Как много информации несет в себе иногда такая вот сущая ерунда. И информация эта была такого рода, что от душевного миропорядка, который Лозовский изо всех сил старался сохранить в себе, не осталась и следа — как Мамай прошел.
Он набрал номер отдела проверки:
— Регина у вас? Скажите, что я ее жду. И по пути пусть найдет Тюрина.
Через несколько минут стеклянная дверь загона открылась.
С тяжеловесной милицейской галантностью следователя, впускающего в кабинет подследственную, Тюрин пропустил впереди себя Регину и молча прошел к своему столу. Регина презрительно бросила:
— Ушла наконец эта бизнес-шлюха?
Лозовский укоризненно покачал головой:
— И это дочь дипломата! А что бы ты сказала, если бы была из простой интеллигентной семьи?
— Так бы и сказала: блядь! И дура!
— Петрович, по-моему, она нас ревнует. Только не пойму: меня или тебя?
Тюрин на шутку не отозвался, а Регина взвилась:
— Вас?! Ревновать?! Старые кобели — вот вы кто! Оба! Расшаркались! Ах, Миленочка! Ах, бизнес- леди!
— Это была всего лишь разведка, зондаж, — попытался объяснить Лозовский. — Мне нужно было у нее кое-что узнать.
— Только не говори мне что! Цвет ее бюстгалтера? Напрасно старался, нет у нее никакого бюстгалтера! Он ей не нужен! Потому что у нее вместо бюста прыщи!
— Региночка, детка, заткнись, — приказал Лозовский. — Вот что я узнал: «Черная косуха, жарко, потела».
— Что это значит? — с недоумением спросила Регина.
— Это, может быть, самая важная информация, которая у нас есть. И самая страшная.
— Ты серьезно?
— Да.
— Послушайте, что происходит? Шеф, ты сам на себя не похож. Петрович, ты тоже. В чем дело?
— Давайте работать, — сказал Лозовский. — Сначала — факты. Голые факты. Версии — потом.
— Начни, — кивнул Тюрин Регине.
— Только без рестрикций и кулисьеров, — попросил Лозовский.
— Мог бы и не напоминать. Я уже давно поняла, что имею дело с беспросветными двоечниками.
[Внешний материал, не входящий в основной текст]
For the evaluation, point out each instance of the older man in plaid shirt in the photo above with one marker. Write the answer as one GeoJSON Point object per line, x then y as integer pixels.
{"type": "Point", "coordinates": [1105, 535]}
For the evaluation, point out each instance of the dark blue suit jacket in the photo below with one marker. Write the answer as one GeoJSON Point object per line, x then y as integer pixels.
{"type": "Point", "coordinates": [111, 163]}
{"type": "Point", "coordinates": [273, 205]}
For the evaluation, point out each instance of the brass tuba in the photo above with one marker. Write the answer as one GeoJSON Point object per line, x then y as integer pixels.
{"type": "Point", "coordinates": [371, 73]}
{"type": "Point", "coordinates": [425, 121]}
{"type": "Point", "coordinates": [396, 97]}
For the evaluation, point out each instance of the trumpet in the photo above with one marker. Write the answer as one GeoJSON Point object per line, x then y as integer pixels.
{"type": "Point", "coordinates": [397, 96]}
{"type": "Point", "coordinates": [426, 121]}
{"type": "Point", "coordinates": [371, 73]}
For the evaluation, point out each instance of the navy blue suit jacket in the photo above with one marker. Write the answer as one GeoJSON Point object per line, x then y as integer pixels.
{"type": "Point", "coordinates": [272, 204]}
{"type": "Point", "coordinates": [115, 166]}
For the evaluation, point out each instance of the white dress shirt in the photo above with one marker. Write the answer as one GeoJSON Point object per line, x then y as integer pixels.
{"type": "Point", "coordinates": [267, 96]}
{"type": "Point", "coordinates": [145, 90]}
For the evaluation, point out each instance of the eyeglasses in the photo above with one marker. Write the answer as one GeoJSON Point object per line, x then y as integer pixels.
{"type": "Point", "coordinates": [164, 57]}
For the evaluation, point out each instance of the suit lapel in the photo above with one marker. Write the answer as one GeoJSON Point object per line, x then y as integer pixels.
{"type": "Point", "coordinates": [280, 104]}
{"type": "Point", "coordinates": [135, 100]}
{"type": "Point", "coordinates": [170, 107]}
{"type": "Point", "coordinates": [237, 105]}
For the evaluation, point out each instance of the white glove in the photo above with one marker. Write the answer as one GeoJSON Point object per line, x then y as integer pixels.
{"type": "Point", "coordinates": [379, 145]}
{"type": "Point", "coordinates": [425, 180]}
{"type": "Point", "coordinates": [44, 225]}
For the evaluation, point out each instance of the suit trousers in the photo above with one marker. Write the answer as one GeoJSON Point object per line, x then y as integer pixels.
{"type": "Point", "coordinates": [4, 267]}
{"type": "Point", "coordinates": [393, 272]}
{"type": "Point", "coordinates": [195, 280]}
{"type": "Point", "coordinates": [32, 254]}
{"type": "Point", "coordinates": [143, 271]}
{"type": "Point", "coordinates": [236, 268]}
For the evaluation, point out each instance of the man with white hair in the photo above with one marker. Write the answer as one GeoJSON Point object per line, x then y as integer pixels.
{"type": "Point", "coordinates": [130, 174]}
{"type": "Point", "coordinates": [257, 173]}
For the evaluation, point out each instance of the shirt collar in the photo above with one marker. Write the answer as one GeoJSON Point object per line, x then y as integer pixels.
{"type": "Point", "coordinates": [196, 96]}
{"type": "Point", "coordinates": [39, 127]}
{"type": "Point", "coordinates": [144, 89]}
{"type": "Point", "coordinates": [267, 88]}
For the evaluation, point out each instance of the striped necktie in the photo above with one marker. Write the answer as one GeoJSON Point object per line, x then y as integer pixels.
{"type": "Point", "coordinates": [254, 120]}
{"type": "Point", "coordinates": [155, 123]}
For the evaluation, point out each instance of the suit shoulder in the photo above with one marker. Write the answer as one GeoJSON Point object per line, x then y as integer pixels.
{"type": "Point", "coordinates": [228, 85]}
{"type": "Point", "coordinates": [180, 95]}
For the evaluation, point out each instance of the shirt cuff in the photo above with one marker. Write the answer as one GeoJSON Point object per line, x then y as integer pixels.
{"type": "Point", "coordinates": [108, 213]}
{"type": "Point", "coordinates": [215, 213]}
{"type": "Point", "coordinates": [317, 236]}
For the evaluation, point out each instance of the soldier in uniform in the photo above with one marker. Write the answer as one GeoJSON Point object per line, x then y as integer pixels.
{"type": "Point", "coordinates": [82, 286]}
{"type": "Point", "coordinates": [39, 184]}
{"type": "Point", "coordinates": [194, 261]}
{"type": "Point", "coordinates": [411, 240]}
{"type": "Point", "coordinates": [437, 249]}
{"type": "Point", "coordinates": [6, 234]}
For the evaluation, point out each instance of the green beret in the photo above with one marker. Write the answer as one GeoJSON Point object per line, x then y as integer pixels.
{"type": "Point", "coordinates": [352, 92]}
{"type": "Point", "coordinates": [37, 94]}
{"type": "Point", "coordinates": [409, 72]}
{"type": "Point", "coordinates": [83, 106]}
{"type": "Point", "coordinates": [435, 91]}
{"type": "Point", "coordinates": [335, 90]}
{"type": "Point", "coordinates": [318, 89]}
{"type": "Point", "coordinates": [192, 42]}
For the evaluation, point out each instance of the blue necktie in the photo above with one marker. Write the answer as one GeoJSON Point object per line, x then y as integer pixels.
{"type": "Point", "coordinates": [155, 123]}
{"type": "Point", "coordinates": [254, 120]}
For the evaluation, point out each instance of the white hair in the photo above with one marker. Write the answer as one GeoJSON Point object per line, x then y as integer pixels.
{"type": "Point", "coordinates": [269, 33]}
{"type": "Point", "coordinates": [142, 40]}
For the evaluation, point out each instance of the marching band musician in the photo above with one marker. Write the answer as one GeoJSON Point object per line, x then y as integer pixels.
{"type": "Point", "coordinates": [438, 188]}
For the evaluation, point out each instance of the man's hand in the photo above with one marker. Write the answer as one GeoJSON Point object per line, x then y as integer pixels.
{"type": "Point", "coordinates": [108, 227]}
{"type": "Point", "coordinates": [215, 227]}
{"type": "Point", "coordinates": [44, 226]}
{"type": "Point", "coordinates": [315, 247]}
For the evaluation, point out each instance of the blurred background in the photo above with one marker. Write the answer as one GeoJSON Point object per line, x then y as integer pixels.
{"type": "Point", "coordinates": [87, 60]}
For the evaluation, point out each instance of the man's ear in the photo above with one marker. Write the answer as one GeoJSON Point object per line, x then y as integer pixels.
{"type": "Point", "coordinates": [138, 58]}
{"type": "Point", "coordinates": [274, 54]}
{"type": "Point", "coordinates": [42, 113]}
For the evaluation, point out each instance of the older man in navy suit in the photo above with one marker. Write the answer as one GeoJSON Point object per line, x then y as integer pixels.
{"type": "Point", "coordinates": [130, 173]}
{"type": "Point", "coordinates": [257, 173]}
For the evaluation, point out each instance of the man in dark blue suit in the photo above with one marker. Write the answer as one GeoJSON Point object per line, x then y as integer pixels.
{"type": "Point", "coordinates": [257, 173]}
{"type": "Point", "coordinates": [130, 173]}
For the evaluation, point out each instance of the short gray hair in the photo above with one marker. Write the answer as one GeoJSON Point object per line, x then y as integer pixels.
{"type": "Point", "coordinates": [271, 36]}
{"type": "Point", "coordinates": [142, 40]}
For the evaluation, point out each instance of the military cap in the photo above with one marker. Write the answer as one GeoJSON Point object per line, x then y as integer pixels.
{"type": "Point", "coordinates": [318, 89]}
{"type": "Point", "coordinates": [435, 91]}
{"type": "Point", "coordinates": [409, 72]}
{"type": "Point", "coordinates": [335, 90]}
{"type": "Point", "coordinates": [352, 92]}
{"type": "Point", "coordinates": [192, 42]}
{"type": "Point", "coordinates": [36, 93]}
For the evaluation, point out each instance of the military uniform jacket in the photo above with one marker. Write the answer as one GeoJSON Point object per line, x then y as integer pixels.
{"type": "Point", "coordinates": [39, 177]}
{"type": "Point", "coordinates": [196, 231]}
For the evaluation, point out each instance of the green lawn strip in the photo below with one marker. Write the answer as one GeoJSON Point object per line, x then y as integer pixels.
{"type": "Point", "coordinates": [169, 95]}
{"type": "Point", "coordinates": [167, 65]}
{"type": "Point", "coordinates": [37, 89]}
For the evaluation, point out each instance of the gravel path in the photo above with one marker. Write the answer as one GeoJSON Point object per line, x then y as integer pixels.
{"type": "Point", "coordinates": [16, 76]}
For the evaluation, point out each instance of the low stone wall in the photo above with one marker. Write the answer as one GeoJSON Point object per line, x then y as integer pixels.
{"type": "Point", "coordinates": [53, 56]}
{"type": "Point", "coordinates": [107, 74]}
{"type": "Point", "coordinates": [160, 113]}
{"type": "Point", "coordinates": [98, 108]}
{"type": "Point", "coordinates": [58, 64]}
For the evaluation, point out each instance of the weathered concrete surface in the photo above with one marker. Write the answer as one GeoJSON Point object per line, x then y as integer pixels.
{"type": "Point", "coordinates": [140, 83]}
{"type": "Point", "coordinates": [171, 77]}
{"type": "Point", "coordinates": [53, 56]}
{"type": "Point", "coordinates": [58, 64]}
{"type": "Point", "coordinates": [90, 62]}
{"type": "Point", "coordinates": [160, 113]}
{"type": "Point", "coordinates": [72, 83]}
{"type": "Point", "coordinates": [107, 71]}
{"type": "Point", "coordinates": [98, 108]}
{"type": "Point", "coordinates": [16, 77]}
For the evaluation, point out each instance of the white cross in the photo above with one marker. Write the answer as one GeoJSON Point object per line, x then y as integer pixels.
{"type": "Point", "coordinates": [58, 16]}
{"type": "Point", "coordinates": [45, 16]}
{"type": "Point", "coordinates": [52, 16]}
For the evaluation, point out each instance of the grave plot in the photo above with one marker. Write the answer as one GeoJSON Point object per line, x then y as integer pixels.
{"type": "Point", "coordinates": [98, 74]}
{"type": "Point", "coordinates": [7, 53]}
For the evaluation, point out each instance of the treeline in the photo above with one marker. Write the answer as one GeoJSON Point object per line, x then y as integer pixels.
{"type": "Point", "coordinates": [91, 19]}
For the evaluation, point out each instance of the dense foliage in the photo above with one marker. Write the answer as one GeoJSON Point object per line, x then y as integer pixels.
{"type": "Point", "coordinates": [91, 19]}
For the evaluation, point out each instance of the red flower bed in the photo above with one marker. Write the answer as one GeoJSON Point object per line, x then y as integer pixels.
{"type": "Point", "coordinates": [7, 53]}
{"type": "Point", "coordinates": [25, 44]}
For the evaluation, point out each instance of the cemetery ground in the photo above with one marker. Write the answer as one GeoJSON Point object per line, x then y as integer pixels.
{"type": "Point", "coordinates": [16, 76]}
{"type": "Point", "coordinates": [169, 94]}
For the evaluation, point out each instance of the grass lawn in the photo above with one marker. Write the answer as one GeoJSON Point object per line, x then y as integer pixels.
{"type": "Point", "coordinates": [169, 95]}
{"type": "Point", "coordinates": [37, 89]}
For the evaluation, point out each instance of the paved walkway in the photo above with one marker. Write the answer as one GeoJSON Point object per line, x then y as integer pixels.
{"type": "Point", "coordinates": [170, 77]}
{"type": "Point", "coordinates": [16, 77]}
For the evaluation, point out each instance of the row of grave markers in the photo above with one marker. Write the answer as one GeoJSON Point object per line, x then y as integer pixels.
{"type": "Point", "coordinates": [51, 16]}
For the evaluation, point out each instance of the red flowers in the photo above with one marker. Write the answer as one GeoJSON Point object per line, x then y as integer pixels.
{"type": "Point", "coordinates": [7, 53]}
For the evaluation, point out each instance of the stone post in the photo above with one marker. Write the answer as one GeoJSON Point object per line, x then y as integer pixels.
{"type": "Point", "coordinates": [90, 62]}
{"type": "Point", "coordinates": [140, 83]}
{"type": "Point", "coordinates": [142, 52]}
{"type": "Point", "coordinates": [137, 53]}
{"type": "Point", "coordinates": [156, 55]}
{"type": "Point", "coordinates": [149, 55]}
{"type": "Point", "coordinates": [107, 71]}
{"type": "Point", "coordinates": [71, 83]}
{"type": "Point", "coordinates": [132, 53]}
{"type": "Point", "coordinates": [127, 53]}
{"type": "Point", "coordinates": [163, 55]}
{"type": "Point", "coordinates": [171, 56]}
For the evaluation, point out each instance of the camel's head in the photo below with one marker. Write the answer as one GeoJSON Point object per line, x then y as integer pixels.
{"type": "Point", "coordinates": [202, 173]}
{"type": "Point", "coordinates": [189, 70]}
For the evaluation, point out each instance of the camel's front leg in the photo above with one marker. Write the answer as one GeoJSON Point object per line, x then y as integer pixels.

Лозовский отключил редакционный телефон, потом извлек из стола красную пластмассовую бирку с круглой дыркой в верхней части, которую когда-то давно, во время поездки по ФРГ, прихватил на память из какой-то гостиницы, и повесил ее снаружи на ручку двери:
«NICHT STOREN!»
«DON’T DISTURB!»
[
— Ну вот. Теперь можно спокойно поговорить.
Регина Смирнова не только публиковала в каждом номере «Курьера» еженедельные аналитические обзоры, но и занималась расследованием крупных финансовых афер. Работала она медленно, публиковала всего по два-три материала в год, но они всегда были оглушительно сенсационными и настолько доказательными, что в суд на нее и не пытались подавать по причине полной бесперспективности иска. Не только Лозовский, но и многоопытный Тюрин поражались, откуда в этой генеральской дочке цепкость и въедливость следователя по особо важным делам.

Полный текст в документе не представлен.